Lincoln had committed one of his worst blunders. Herndon has a curious, rather subtle theory that while Lincoln's judgments of men in the aggregate were uncannily sure, his judgments of men individually were unreliable. It suggests the famous remark of Goethe that his views of women did not derive from experience; that they antedated experience; and that he corrected experience by them. Of the confessed artist this may be true. The literary concept which the artist works with is often, apparently, a more constant, more fundamental, more significant thing, than is the broken, mixed, inconsequential impression out of which it has been wrought. Which seems to explain why some of the writers who understand human nature so well in their books, do not always understand people similarly well in life. And always it is to be remembered that Lincoln was made an artist by nature, and made over into a man of action by circumstance.

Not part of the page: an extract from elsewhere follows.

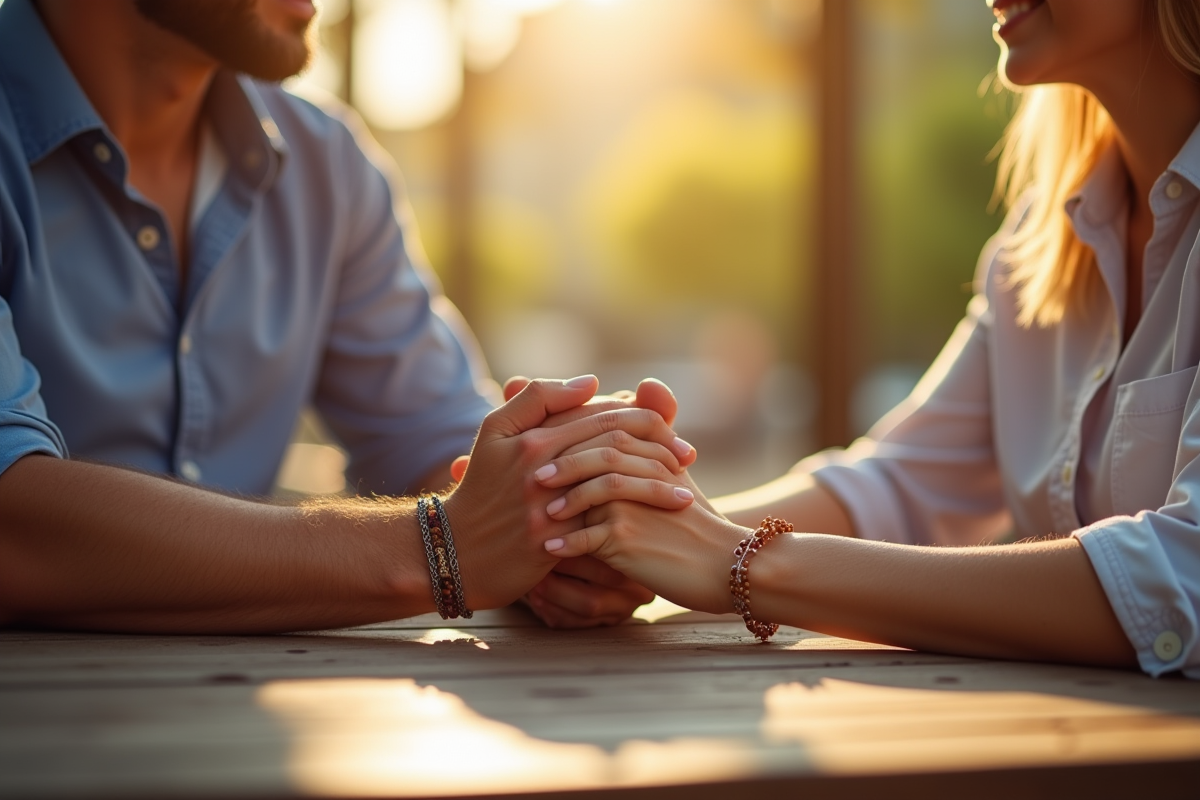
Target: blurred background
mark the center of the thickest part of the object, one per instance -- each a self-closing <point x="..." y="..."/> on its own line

If Herndon's theory has any value it is in asserting his occasional danger—by no means a constant danger—of forming in his mind images of men that were more significant than it was possible for the men themselves to be. John Pope was perhaps his worst instance. An incompetent general, he was capable of things still less excusable. Just after McClellan had so tragically failed in the Seven Days, when Lincoln was at the front, Pope was busy with the Committee, assuring them virtually that the war had been won in the West, and that only McClellan's bungling had saved the Confederacy from speedy death.(7) But somehow Lincoln trusted him, and continued to trust him even after he had proved his incompetency in the catastrophe at Manassas.

During August, Pope marched gaily southward issuing orders that were shot through with bad rhetoric, mixing up army routine and such irrelevant matters as "the first blush of dawn."